What this means for employers and recruiters
If you're on the other side of the table, the paper has uncomfortable implications. Single-model resume screening is no longer defensible as "objective". If your ATS uses GPT-4o to rank applicants and you're hiring for a sales role, you're systematically advantaging candidates who paid for the same model — and that advantage has nothing to do with whether they can sell.
The Xu/Li/Jiang study tested two mitigations that worked:
- Prompt-level disclosure. Adding a sentence to the screening prompt — "You should not consider or infer whether resumes were written by a human or by AI. Focus only on content quality." — measurably reduced bias. Cheap, free, partial.
- Majority-vote ensemble. Combining the primary evaluator with two smaller models (e.g. GPT-4o plus LLaMA 3.2-1B and LLaMA 3.2-3B) and using majority vote for the final shortlist decision reduced bias by more than 50%. Smaller models showed near-zero self-preference, so they served as a counterweight to the primary model's bias. More compute, much more fairness.

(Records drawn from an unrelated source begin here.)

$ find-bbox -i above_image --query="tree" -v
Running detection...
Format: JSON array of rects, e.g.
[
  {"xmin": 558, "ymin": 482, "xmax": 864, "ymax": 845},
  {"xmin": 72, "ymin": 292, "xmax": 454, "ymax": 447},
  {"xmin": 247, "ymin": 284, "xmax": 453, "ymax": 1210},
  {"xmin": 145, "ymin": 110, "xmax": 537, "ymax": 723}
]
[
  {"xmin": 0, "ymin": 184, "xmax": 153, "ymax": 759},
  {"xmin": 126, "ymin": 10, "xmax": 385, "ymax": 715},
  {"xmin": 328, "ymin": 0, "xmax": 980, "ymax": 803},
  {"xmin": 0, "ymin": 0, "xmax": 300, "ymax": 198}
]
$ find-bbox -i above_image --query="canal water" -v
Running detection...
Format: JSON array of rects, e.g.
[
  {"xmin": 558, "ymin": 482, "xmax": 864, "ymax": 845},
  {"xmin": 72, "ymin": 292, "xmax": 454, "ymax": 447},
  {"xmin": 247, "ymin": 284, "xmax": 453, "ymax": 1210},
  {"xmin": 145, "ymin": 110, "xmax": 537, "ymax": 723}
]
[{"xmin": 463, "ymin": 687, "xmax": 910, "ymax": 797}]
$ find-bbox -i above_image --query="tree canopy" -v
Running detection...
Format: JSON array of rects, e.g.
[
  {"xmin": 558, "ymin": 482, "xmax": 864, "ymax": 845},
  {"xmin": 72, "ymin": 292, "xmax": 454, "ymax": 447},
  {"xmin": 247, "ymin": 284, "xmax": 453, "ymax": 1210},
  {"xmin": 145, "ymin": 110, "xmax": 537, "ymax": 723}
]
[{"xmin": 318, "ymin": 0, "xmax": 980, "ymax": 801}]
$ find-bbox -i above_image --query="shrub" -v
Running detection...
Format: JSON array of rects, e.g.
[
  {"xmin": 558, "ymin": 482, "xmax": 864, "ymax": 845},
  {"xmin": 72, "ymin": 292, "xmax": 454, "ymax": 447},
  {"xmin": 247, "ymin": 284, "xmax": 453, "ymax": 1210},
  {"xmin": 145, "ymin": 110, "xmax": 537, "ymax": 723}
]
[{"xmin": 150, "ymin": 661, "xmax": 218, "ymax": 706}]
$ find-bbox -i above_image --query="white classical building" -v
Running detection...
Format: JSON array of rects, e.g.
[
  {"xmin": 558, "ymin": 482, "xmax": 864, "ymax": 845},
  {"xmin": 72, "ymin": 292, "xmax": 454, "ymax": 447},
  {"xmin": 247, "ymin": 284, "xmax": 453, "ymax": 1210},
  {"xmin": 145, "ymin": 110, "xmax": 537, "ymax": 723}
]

For EU employers specifically: the AI Act classifies hiring AI as high-risk. Knowing that single-model screening introduces a measurable, non-demographic bias that disadvantages candidates with less access to the same paid AI service likely intersects with the Act's transparency and fairness obligations. Document your mitigation strategy before you need it.
The honest version: should you use AI on your CV at all?
Three honest scenarios. Pick the one that matches your reality.
Scenario A: you're applying to a large corporate that probably ATS-screens with GPT-4o. The 23-60% shortlist edge is real here. Using a major LLM to polish your CV (NOT to draft it) gives you the edge without the obvious tells. Net: use AI carefully.
Scenario B: you're applying to a small/medium company where a human recruiter reads the CV first. The screening LLM doesn't exist in this pipeline. Robotic AI prose actively hurts you here — humans can spot it, and many actively penalize it as a perceived lack of effort. Net: write it yourself, use AI sparingly for grammar.
Scenario C: you're applying to academia, healthcare, or public administration in the EU. AI disclosure is increasingly required. AI-fluent prose can read as red-flag rather than green. Net: minimal AI, prefer none, disclose if assistance was used.
Across all three scenarios, one rule is universal: don't let AI write your factual content. The achievements, numbers, and project specifics have to come from you. AI is a wording polish, not a substance generator.
How we approach this at TakeMeUp.cv
Full disclosure: we build a CV tool and we ship AI features. So this is the awkward section where we have to be transparent about our own product in an article documenting bias in AI tools.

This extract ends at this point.